239 W Louther St Room 205
717-245-1552
environmental history, history of capitalism, history of the body, landscape, history of food and food production, history of science
HIST 151 History of Environment
Examines the interaction between humans and the natural environment in long-term global context. Explores the problem of sustainable human uses of world environments in various societies from prehistory to the present. Also serves as an introduction to the subfield of environmental history, which integrates evidence from various scientific disciplines with traditional documentary and oral sources. Topics include: environmental effects of human occupation, the origins of agriculture, colonial encounters, industrial revolution, water and politics, natural resources frontiers, and diverse perceptions of nature.
HIST 211 History of Climate Change
While we may think of climate change mostly in terms of the futures it threatens, it's a human-created disaster and so has a human history. So too do the solutions currently underway to respond to it. In this U.S.-focused class we'll examine and research the rise of fossil fuels, the building of unequal and vulnerable landscapes, the birth and development of climate science, the intentional construction of climate denial, and the consequent failures of climate politics. However, we'll also look at the histories of renewable energy, soil building, mass forest planting, ocean farming, organic farming, protest, movement-building, regulation, and political action. In doing so, we'll help create usable histories for a survivable and ethical future.
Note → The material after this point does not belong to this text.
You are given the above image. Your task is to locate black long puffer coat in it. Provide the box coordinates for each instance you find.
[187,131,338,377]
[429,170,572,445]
HIST 117 American Hist 1607 to 1877
This course covers colonial, revolutionary, and national America through Reconstruction. Include attention to historical interpretation. Multiple sections offered.
HIST 211 Food and American Environment
This class examines the ways that the culture and politics of food have reshaped North American landscapes and social relations from colonial to modern times. We will explore, for example, how the new taste for sweetness fueled the creation of plantations worked by enslaved, the ways that the distribution of frozen meat helped build cities and clear rangeland, and the ways that the eating of fresh fruit came to depend on both a new population of migrant laborers and a new regime of toxic chemicals. Other topics will include catastrophes such as the Dustbowl, the controversial transformations of the Green Revolution, and the modern debates about the obesity epidemic.